How Infrastructure Deficit Stalls Growth in Real Estate received a direct legislative intervention on Friday, July 10, 2026, as Rivers State Governor Siminalayi Fubara presented a monumental N1.85 trillion 2026 budget proposal to the State House of Assembly. Christened the “Budget of Consolidation and Sustainable Growth,” the fiscal blueprint prioritizes capital projects aimed at unlocking the state’s commercial property potential and expanding inner-city connectivity. The Governor explained from the assembly chambers in Port Harcourt that massive fund allocations will be directed at completing critical road networks, expanding drainage systems, and funding urban renewal layouts to directly lower the high setup costs private property firms face.

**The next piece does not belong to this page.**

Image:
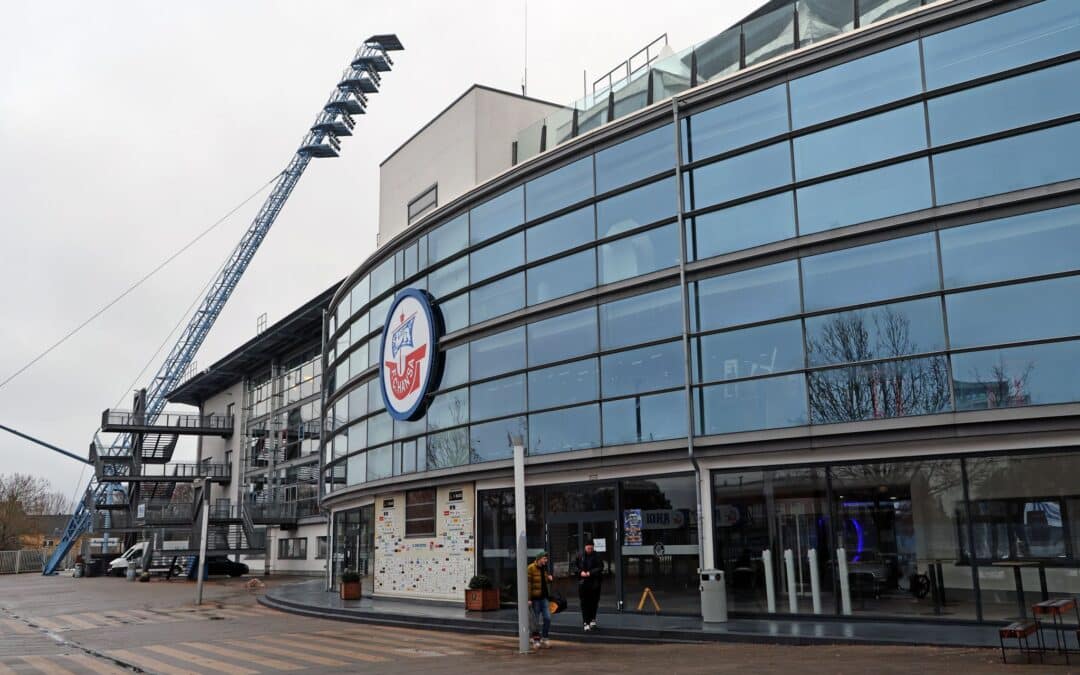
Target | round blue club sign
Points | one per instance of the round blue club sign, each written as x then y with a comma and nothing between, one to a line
409,354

The strategic fiscal plan assigns the highest expenditure weights to public works, transport infrastructure, and regional security to revive stalled expansion projects across the state’s premium housing layout belts. Administrative planners emphasize that the existing infrastructure gap has significantly drove up property development overheads, stifling private investment inflows and worsening the regional housing deficit. By front-loading municipal utility funding, the state administration plans to clear structural bottlenecks, raise property values across developing satellite districts, and create a highly predictable environment for commercial and residential real estate execution.
Moving forward, the executive council urged the legislative assembly to accelerate review protocols to ensure speedy passage and timely deployment of project funds. Rivers State financial specialists noted that utilizing transparent public finance frameworks will allow the state to attract substantial public-private partnerships into its hospitality and property sectors. The administration reiterated its commitment to balancing inclusive human capital development with heavy engineering works, declaring that structural infrastructure remediation remains the state’s most dependable driver to insulate local businesses from wider macroeconomic pressures.